The Nizkor Project: Remembering the Holocaust (Shoah)

Office of Strategic Services
Hitler Source Book
The Guilt of the German Army
by Hans Ernest Fried

[Page 1]

Fried Hans Ernest: The Guilt of the German Army 1942.

German Labor Party Meeting Nov.12 1919:

...and it is certainly true that upon Adolf Hitler, who was used to the discipline and power of the Army, the meeting made absolutely no impression."

Since that meeting made no impression on Adolf Hitler, why did he join the little group as "executive member"? There is no direct evidence available for the assumption that he did so in order to receive more information for the Army, or in order to influence the group in a sense agreeable to the Army, rather than from genuine interest. But such an explanation of Hitler's steps cannot be excluded.

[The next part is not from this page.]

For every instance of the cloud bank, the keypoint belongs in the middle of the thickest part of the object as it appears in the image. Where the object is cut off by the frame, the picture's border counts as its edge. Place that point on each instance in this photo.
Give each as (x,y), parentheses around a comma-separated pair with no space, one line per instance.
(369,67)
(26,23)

As of January 1st, 1920, the party decided to draw up new membership lists; and in order to give the illusion of greater strength the lists "began with #500". Thus, in the new alphabetical list, Hitler received membership card #555, as an ordinary member between 554, Georg Heuring, electrician, and 556, Joseph Hoetzel, soldier. Indeed, so little was Hitler known at the time, that on this membership list his name was spelled "Hittler" ans [sic] as his profession the compiler of the list first noted "painter". Only later (as a photograph of the page shows) was the second "t" omitted and "painter" changed to "writer." As late as January 1921, the Voelkische Beobachter called a Viennese lawyer, Walter Riehl, the "Fuehrer" of the National Socialist movement of Greater Germany.

In the early stages. the Army officers gave Hitler an opportunity to exercise his genius for propaganda and oratory such as his party could never have provided. There is, for instance, the officially reported story of Colonel Hans G. Hofmann, who returned September, 1919, with his volunteer troops from a military action against Hamburg, and who, after his volunteer corps have been taken into the regular Reichswehr, went with them to the German fortress of Passau.

At this time Hitler was education officer in the first Bavarian Riflemen's Regiment. For that reason, Hofmann let him come to Passau, because Hofmann's battalion had been thrown together with a troop that left a great deal to be desired. Hitler addressed the officers and noncoms of the battalion with so much success that Hofmann, the same evening... summoned the citizens' guard so that they might hear Hitler (too). Possibly this was Hitler's first appearance in public. Thus it was an active Army officer who arranged for Hitler's debut outside the military lecture rooms to which he had hitherto been limited. The next day, Colonel Hofmann arranged for Hitler to address an audience of high school students. No less important than these connections is the fact that they were by no means concealed by either side. These passages are contained in a eulogizing biography of Colonel Hofmann by the future National Youth Leader, Baldur von Schirach, published before Hitler rose to Chancellorship. Schirach also points out that another active officer ordered the crack troops of an infantry company to protect the first public meeting at which Hitler spoke in Munich. "The first company of the Reichswehr Infantry Regiment (?) that was led by (the officer Adolf) Huehnlein us a strong, proud, and nationalistic- minded troop. Hence it was its shock troopers who in 1919 protected the first meeting held by Adolf Hitler."

pp.91/92. Fried, The Guilt of the German Army.